The short wooden shelves of the store are filled with apple butter, potatoes, lemon drops, sprinkles and whole-wheat baking products.
"I have one customer who swears by the whole-wheat on losing weight," she said. "She's lost over 100 pounds since the first of the year."
Sugar and Spice also sells over 90 different spices. Lester said one woman drives all the way from Springfield to buy Saffron, a Spanish spice used for rice and soups, from the store. The store also sells crystallized ginger.
"I don't like it, but there's people out there who do," Lester said.
The store has soy candles for sale on a table by the register. Lester said she wanted to keep the business as local as possible, so she called the Colchester FFA and asked it to make soy candles for her to sell and she would then pass along the profits. However, the members said they would be unable to keep up with that type of demand, so Lester found a mother-daughter team in Macomb to make them.
After traveling about 90 miles to find similar stores for her own needs, Lester realized the hole in the local market.
"I had seen stores like this run by Mennonites or the Amish in Iowa," she said.
Three years ago she read an article in a cooking magazine about a woman who had a bulk food store, so she looked up the woman and gave her a call. She was hoping the owner would be able to tell her how to start up her own similar business.
"I called the woman and told her I had some vacation time coming up and that I wanted to come see her store," Lester said. "She said I could come see her store, but she wouldn't help me. She said 'no one helped me and I won't help you.'"
Lester said the store was about 300 miles away, so she wouldn't have been in competition with it. Because the woman was unwilling to help her, she never did go visit it.

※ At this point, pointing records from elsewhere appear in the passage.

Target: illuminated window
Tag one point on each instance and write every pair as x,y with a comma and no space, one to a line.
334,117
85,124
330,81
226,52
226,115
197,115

Lester then found a bulk store about 90 miles from Colchester in Cantrell, Iowa, and the man who owned that store helped her. She said he told her about a catalog that had all the items that she would want to sell.
"I took the small business start-up class at Western (Illinois University)," Lester said. She also added that she had to take a refresher course for her health food service license.
Her husband bought her the building as a gift.
"It was sitting empty for a long time," she said. "I really wanted to use an existing building rather than building something."
When they bought the building, the floors were leaking. She and her husband hired the local Amish community to help them build the floors and make some shelves. The store finally opened on Jan. 1, 2003.
"I had nothing to do but sit at home and watch football, and I said 'we're going to open today,'" Lester said.
Originally the store was open 9 a.m. to 5 p.m., seven days a week, but it is now closed on Sundays.
"I found it just doesn't pay to be open on Sundays," Lester said.
Lester's daughter and three grandchildren help out, but she said she pretty much runs things. She added her grandchildren participate by picking out types of candy she will sell.
Currently they have gummy spiders, gummy chicken feet and year-round multi-flavored candy canes, among other candies.
"The store offers something really different from your Wal-Mart or Kmart experience," Lester said. "Those stores are OK, but every town has those."
Some of Lester's customers buy baking products in her store and then share the results with her.
"People bring me things," she said. "They're always buying (ingredients) and then bringing me a loaf of bread."
Lester does not sell her own homemade food at the store though.
"That's a whole other can of worms with the health department," she said.